Joao Gorgulho scite author profile

Background: Immune checkpoint inhibitors (ICIs) represent a new therapeutic standard for an increasing number of tumor entities. Nevertheless, individual response and outcome to ICI is very heterogeneous, and the identification of the ideal ICI candidate has remained one of the major issues. Sarcopenia and the progressive loss of muscle mass and strength, as well as muscular fat deposition, have been established as negative prognostic factors for a variety of diseases, but their role in the context of ICI therapy is not fully understood. Here, we have evaluated skeletal muscle composition as a novel prognostic marker in patients undergoing ICI therapy for solid malignancies. Methods: We analyzed patients with metastasized cancers receiving ICI therapy according to the recommendation of the specific tumor board. Routine CT scans before treatment initialization and during ICI therapy were used to assess the skeletal muscle index (L3SMI) as well as the mean skeletal muscle attenuation (MMA) in n = 88 patients receiving ICI therapy. Results: While baseline L3SMI and MMA values were unsuitable for predicting the individual response and outcome to ICI therapy, longitudinal changes of the L3SMI and MMA (∆L3SMI, ∆MMA) during ICI therapy turned out to be a relevant marker of therapy response and overall survival.

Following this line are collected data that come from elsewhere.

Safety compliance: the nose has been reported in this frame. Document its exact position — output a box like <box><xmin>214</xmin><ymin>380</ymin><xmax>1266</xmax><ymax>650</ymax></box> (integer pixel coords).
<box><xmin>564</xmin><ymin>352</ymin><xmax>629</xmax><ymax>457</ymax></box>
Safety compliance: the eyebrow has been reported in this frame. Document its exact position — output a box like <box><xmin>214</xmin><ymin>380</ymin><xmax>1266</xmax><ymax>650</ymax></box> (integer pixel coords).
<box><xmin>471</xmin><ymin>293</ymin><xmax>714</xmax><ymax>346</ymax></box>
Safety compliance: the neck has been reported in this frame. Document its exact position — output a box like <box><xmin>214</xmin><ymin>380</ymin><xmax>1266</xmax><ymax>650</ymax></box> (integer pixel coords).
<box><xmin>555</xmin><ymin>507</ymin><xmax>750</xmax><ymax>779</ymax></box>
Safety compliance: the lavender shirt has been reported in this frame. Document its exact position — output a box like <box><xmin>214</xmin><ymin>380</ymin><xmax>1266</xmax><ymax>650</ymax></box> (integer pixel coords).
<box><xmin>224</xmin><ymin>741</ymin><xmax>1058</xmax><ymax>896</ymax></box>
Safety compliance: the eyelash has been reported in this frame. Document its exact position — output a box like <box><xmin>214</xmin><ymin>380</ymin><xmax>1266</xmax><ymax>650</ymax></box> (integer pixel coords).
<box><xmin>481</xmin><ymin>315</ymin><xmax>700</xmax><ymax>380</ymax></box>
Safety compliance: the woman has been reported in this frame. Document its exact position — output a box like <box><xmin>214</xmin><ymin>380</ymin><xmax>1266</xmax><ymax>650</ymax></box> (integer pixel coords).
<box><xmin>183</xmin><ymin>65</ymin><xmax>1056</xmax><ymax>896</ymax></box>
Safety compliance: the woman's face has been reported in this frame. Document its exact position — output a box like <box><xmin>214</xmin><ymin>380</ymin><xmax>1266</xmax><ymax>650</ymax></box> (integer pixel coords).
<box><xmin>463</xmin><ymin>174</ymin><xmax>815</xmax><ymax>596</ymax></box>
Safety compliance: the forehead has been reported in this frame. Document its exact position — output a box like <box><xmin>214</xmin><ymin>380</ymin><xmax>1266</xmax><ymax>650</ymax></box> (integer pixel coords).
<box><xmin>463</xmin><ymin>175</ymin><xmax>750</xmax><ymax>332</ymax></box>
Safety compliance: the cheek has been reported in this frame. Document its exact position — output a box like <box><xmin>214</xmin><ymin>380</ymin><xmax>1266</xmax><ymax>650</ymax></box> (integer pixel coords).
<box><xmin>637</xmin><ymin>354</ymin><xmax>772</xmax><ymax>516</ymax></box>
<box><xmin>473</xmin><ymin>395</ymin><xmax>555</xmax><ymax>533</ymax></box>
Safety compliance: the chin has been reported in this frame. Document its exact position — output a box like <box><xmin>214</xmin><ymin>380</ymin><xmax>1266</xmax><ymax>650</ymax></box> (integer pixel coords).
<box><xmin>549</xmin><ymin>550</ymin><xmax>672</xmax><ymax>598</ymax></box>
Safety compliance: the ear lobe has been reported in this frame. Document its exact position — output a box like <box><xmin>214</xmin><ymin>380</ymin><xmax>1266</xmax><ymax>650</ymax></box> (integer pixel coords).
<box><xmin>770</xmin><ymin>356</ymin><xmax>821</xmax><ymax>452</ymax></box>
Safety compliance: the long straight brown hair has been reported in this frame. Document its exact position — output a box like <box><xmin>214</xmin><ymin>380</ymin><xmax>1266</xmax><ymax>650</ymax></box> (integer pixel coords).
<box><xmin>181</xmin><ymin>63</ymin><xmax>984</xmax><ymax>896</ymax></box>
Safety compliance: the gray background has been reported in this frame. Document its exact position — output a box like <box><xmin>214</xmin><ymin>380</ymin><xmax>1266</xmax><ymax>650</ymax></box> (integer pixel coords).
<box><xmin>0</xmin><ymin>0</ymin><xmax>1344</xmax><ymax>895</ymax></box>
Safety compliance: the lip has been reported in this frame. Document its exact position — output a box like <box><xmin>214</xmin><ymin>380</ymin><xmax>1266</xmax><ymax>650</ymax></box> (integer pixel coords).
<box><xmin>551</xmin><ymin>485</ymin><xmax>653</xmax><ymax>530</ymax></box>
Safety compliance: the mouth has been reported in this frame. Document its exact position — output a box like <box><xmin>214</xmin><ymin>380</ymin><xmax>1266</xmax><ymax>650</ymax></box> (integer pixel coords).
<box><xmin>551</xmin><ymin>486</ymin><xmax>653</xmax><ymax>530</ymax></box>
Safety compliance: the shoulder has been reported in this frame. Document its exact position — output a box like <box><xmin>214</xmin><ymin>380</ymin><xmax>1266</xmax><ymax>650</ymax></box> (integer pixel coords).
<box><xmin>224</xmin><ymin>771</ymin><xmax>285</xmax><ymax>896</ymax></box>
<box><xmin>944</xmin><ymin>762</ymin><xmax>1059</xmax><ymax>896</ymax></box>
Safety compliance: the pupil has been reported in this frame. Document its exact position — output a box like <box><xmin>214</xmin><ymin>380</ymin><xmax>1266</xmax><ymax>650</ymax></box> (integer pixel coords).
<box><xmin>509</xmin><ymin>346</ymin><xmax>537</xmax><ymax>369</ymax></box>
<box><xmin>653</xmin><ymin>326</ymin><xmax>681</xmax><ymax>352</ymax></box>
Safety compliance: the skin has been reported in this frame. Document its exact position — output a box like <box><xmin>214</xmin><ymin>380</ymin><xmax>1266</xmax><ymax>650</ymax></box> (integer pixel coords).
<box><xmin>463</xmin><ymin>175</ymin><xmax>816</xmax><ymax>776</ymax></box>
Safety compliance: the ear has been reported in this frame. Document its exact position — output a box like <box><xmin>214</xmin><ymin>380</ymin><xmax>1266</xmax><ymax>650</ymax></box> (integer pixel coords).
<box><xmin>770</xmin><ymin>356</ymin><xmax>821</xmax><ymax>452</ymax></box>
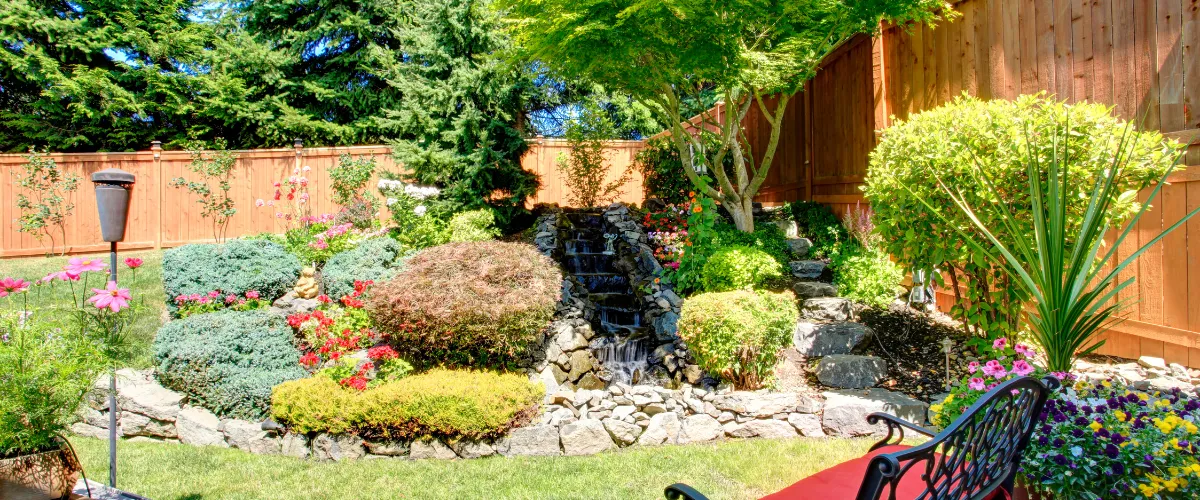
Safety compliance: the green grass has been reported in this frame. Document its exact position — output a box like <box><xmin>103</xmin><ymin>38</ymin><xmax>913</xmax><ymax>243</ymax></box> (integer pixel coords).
<box><xmin>72</xmin><ymin>438</ymin><xmax>871</xmax><ymax>500</ymax></box>
<box><xmin>0</xmin><ymin>251</ymin><xmax>167</xmax><ymax>368</ymax></box>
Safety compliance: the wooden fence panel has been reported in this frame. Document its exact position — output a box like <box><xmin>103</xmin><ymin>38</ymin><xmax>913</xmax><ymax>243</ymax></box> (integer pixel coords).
<box><xmin>0</xmin><ymin>140</ymin><xmax>643</xmax><ymax>258</ymax></box>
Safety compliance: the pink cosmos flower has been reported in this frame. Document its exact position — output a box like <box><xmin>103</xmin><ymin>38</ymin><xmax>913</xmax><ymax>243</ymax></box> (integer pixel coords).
<box><xmin>1013</xmin><ymin>360</ymin><xmax>1033</xmax><ymax>376</ymax></box>
<box><xmin>62</xmin><ymin>257</ymin><xmax>108</xmax><ymax>275</ymax></box>
<box><xmin>0</xmin><ymin>278</ymin><xmax>29</xmax><ymax>297</ymax></box>
<box><xmin>88</xmin><ymin>282</ymin><xmax>133</xmax><ymax>313</ymax></box>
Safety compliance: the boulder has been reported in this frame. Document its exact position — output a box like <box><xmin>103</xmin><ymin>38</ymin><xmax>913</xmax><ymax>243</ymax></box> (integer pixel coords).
<box><xmin>175</xmin><ymin>406</ymin><xmax>228</xmax><ymax>446</ymax></box>
<box><xmin>816</xmin><ymin>354</ymin><xmax>888</xmax><ymax>388</ymax></box>
<box><xmin>604</xmin><ymin>418</ymin><xmax>642</xmax><ymax>446</ymax></box>
<box><xmin>312</xmin><ymin>433</ymin><xmax>367</xmax><ymax>462</ymax></box>
<box><xmin>788</xmin><ymin>260</ymin><xmax>828</xmax><ymax>279</ymax></box>
<box><xmin>408</xmin><ymin>439</ymin><xmax>458</xmax><ymax>460</ymax></box>
<box><xmin>678</xmin><ymin>414</ymin><xmax>725</xmax><ymax>445</ymax></box>
<box><xmin>559</xmin><ymin>418</ymin><xmax>617</xmax><ymax>456</ymax></box>
<box><xmin>496</xmin><ymin>426</ymin><xmax>562</xmax><ymax>457</ymax></box>
<box><xmin>792</xmin><ymin>282</ymin><xmax>838</xmax><ymax>300</ymax></box>
<box><xmin>792</xmin><ymin>321</ymin><xmax>872</xmax><ymax>357</ymax></box>
<box><xmin>800</xmin><ymin>297</ymin><xmax>854</xmax><ymax>321</ymax></box>
<box><xmin>637</xmin><ymin>411</ymin><xmax>679</xmax><ymax>446</ymax></box>
<box><xmin>725</xmin><ymin>418</ymin><xmax>797</xmax><ymax>439</ymax></box>
<box><xmin>821</xmin><ymin>387</ymin><xmax>926</xmax><ymax>436</ymax></box>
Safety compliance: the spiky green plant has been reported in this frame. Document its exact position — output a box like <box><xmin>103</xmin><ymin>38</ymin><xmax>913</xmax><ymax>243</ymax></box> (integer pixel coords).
<box><xmin>922</xmin><ymin>127</ymin><xmax>1200</xmax><ymax>372</ymax></box>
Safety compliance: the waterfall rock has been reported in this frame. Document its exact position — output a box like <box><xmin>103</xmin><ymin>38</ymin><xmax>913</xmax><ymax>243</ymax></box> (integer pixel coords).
<box><xmin>816</xmin><ymin>354</ymin><xmax>888</xmax><ymax>388</ymax></box>
<box><xmin>800</xmin><ymin>297</ymin><xmax>854</xmax><ymax>321</ymax></box>
<box><xmin>792</xmin><ymin>321</ymin><xmax>871</xmax><ymax>357</ymax></box>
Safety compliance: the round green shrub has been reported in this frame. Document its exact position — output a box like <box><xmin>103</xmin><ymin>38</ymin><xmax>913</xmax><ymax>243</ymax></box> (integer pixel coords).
<box><xmin>829</xmin><ymin>245</ymin><xmax>905</xmax><ymax>307</ymax></box>
<box><xmin>864</xmin><ymin>96</ymin><xmax>1181</xmax><ymax>337</ymax></box>
<box><xmin>320</xmin><ymin>237</ymin><xmax>403</xmax><ymax>299</ymax></box>
<box><xmin>679</xmin><ymin>290</ymin><xmax>799</xmax><ymax>390</ymax></box>
<box><xmin>162</xmin><ymin>239</ymin><xmax>300</xmax><ymax>307</ymax></box>
<box><xmin>271</xmin><ymin>369</ymin><xmax>545</xmax><ymax>439</ymax></box>
<box><xmin>446</xmin><ymin>209</ymin><xmax>500</xmax><ymax>242</ymax></box>
<box><xmin>367</xmin><ymin>241</ymin><xmax>563</xmax><ymax>365</ymax></box>
<box><xmin>700</xmin><ymin>245</ymin><xmax>782</xmax><ymax>291</ymax></box>
<box><xmin>154</xmin><ymin>311</ymin><xmax>308</xmax><ymax>420</ymax></box>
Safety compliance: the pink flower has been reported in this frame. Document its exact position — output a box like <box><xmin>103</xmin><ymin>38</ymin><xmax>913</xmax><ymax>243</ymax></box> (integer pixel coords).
<box><xmin>0</xmin><ymin>278</ymin><xmax>29</xmax><ymax>297</ymax></box>
<box><xmin>88</xmin><ymin>282</ymin><xmax>133</xmax><ymax>313</ymax></box>
<box><xmin>62</xmin><ymin>257</ymin><xmax>107</xmax><ymax>275</ymax></box>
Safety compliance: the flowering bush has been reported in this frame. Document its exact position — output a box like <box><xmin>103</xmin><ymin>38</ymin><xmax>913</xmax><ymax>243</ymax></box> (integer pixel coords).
<box><xmin>175</xmin><ymin>290</ymin><xmax>271</xmax><ymax>318</ymax></box>
<box><xmin>929</xmin><ymin>337</ymin><xmax>1041</xmax><ymax>428</ymax></box>
<box><xmin>1021</xmin><ymin>380</ymin><xmax>1200</xmax><ymax>500</ymax></box>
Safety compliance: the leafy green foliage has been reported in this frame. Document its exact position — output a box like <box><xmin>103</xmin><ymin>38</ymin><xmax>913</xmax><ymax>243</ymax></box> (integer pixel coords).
<box><xmin>367</xmin><ymin>241</ymin><xmax>563</xmax><ymax>365</ymax></box>
<box><xmin>446</xmin><ymin>209</ymin><xmax>500</xmax><ymax>242</ymax></box>
<box><xmin>271</xmin><ymin>369</ymin><xmax>545</xmax><ymax>439</ymax></box>
<box><xmin>500</xmin><ymin>0</ymin><xmax>954</xmax><ymax>231</ymax></box>
<box><xmin>701</xmin><ymin>245</ymin><xmax>782</xmax><ymax>291</ymax></box>
<box><xmin>170</xmin><ymin>139</ymin><xmax>238</xmax><ymax>243</ymax></box>
<box><xmin>154</xmin><ymin>311</ymin><xmax>307</xmax><ymax>420</ymax></box>
<box><xmin>679</xmin><ymin>290</ymin><xmax>799</xmax><ymax>390</ymax></box>
<box><xmin>788</xmin><ymin>201</ymin><xmax>850</xmax><ymax>258</ymax></box>
<box><xmin>17</xmin><ymin>147</ymin><xmax>79</xmax><ymax>255</ymax></box>
<box><xmin>829</xmin><ymin>243</ymin><xmax>905</xmax><ymax>307</ymax></box>
<box><xmin>558</xmin><ymin>106</ymin><xmax>632</xmax><ymax>207</ymax></box>
<box><xmin>864</xmin><ymin>96</ymin><xmax>1180</xmax><ymax>337</ymax></box>
<box><xmin>320</xmin><ymin>237</ymin><xmax>403</xmax><ymax>299</ymax></box>
<box><xmin>380</xmin><ymin>0</ymin><xmax>538</xmax><ymax>227</ymax></box>
<box><xmin>910</xmin><ymin>115</ymin><xmax>1200</xmax><ymax>372</ymax></box>
<box><xmin>162</xmin><ymin>240</ymin><xmax>300</xmax><ymax>303</ymax></box>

Patients who responded to ICI therapy at three months had a significantly higher ∆L3SMI compared to non-responders (−3.20 mm2/cm vs. 1.73 mm2/cm, p = 0.002). Moreover, overall survival (OS) was significantly lower in patients who had a strongly decreasing ∆L3SMI (<−6.18 mm2/cm) or a strongly decreasing ∆MMA (<−0.4 mm2/cm) during the first three month of ICI therapy. Median OS was only 127 days in patients with a ∆L3SMI of below −6.18 mm2/cm, compared to 547 days in patients with only mildly decreasing or even increasing ∆L3SMI values (p < 0.001). Conclusion: Both progressive sarcopenia and an increasing skeletal muscle fat deposition are associated with poor response and outcome to ICI therapy, which might help to guide treatment decisions during ICI therapy.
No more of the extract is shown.